The Internet Archive Wayback Machine and Copyrights
Posted by admin on October 29, 2011 in Uncategorized
“Most institutions cannot touch this because it hits every privacy, copyright, and export controversy.” – 1996 quote from Brewster Kahle, Founder of the Internet Archive.
The Internet Archive’s Wayback Machine is a great resource where many Internet sites are archived but what about the copyrights issues? About 10 years ago I found they had they republished my web sites without permission so I made a removal request. I was surprised to see they kept pushing back when I made the requests and said to use the “robots.txt” method of removing material. They certainly have no legal authority to demand changes in the robots.txt file and many people who publish blogs and the like do not have access to change the file. Also, according to their latest tax returns, they generated over $8 Million in revenue for “providing web crawling and hosting.” It is unclear where all this revenue comes from but it looks like they are selling the data.
The Internet archive apparently refuses to publicly discuss many of their policies because there is no legal basis to do what they are doing. The Internet archive has an article at their web site called Internet Archives and Copyright but it never actually discusses the operation of the Internet Archives, robots.txt, removals, or posting all this stuff without permission. See the paper Proceed With Caution: How Digital Archives Have Been Left in the Dark that states:
Digital archives face many legal barriers, including practically perpetual copyright terms in the material they include, an uncertain fair use doctrine, a chaotic licensing scheme, and a proliferation of online contracting that threaten archivists’ efforts to construct comprehensive digital libraries.
Also see Authors v. Archivers: The Copyright Infringement Battle Over Web Pages.
The Internet Archive Wayback links to their “Recommendations for Managing Removal Requests And Preserving Archival Integrity” but the policy makes no sense. This is because they recommend that the “robots.txt” file be used to exclude sites yet they also say that removal requests “will not be made public.” However, placing something in a web site’s robot.txt file automatically makes it public. The policy goes on to state that if the robots.txt method then a removal request should be sent. I submitted a large numer of web sites to be removed but they kept finding excuses not to honor the request and kept insisting on the robots.txt file method.

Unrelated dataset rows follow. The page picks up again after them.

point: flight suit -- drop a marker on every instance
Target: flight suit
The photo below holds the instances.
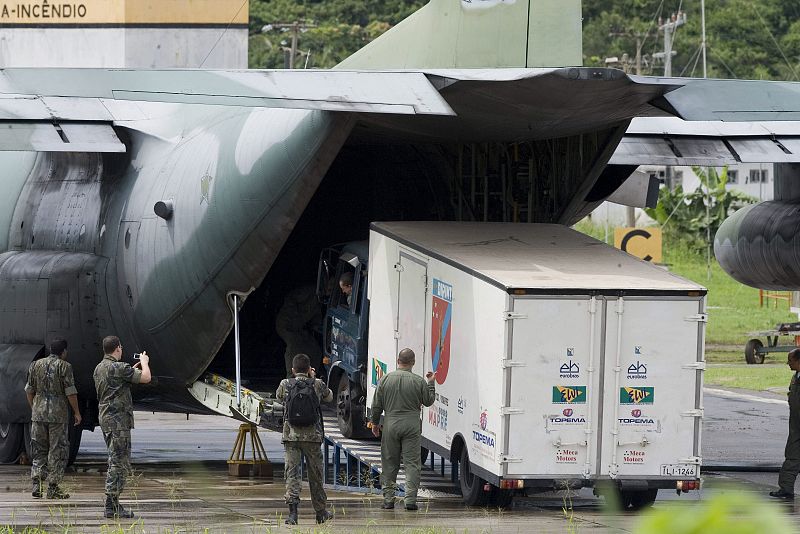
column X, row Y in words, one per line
column 113, row 380
column 791, row 465
column 299, row 314
column 50, row 380
column 400, row 394
column 299, row 441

It appears the reason is because once the restrictions in the robots.txt file are no longer there the site automatically would reappear in the archive and and all the old data they collected would be restored. Under the manual removal method nothing will be restored until it is again manually added. The Internet Archive apparently refuses to honor requests to remove the old data but it is unclear. Their removal instructions state a removal request will “remove documents from the Wayback Machine.” However, it is unclear because the Internet archive refers requests to private e-mail and they will not answer requests to publicly explain how the data is handled.
Upon further investigation the discussion board of their own web site is full of removal requests which are apparently not honored. One person is even offering a free service to help people file legal notices in the form of Digital Millennium Copyright Act takedown notices. However, when you look at their bulletin boards about feature films removal requests are honored almost immediately.
The information in the Internet Archive Wayback Machine is being for all sorts of purposes. Unfortunately some unscrupulous attorneys are using the information to file frivolous disputes such as using the domain dispute mechanism. This dispute mechanism was developed and administered by trademark attorneys. In some cases companies demand domains that were registered years before the company even existed and they sometimes use (unverified) Wayback Machine printouts as “evidence.” I mentioned this in one of my removal requests. They now have latched onto this and send me long-winded responses about evidence and subpoenas without ever addressing the fact that they are not honoring their removal policy or that they never had permission to post the material to begin with. They use the classic “wear down” technique and hope complainers give up trying to make removal requests.
I have contacted the Internet Archive Wayback Machine and some of the people who initially set it and asked about the copyright issues. I ask them to explain why it is alright for them to do this while other people are facing having their Internet connection turned off, lawsuits, or even arrest for republishing material protected by copyrights. I either don’t get a response or they mumble something nonsensical. It is clearly a touchy subject they don’t want to address.
As for removals, they simply won’t honor some requests and they do not follow their own removal policy. If you contact them they often act as if they never heard of these issues and use that as an excuse to delay a response. Some of their excuses (and replies) are discussed below:
- Use the Robots.txt removal mechanism: Websites cannot be compelled to publish anything just to protect their copyrights and Wayback has no right to republish the information without permission. Publishing a robots.txt requires websites to make their removal request public which violates the Internet Archives stated policy.
- Internet Archive data is not used for commercial purposes: the fact is the Internet archive is sponsored by Alexa and other private companies and the Archive has run ads in the past for the “Alexa toolbar.” Alexa is somewhat like the Nielson ratings for web sites and they provide commercial services. The Internet Archive will not explain the exact relationship with Alexa or how the data is used.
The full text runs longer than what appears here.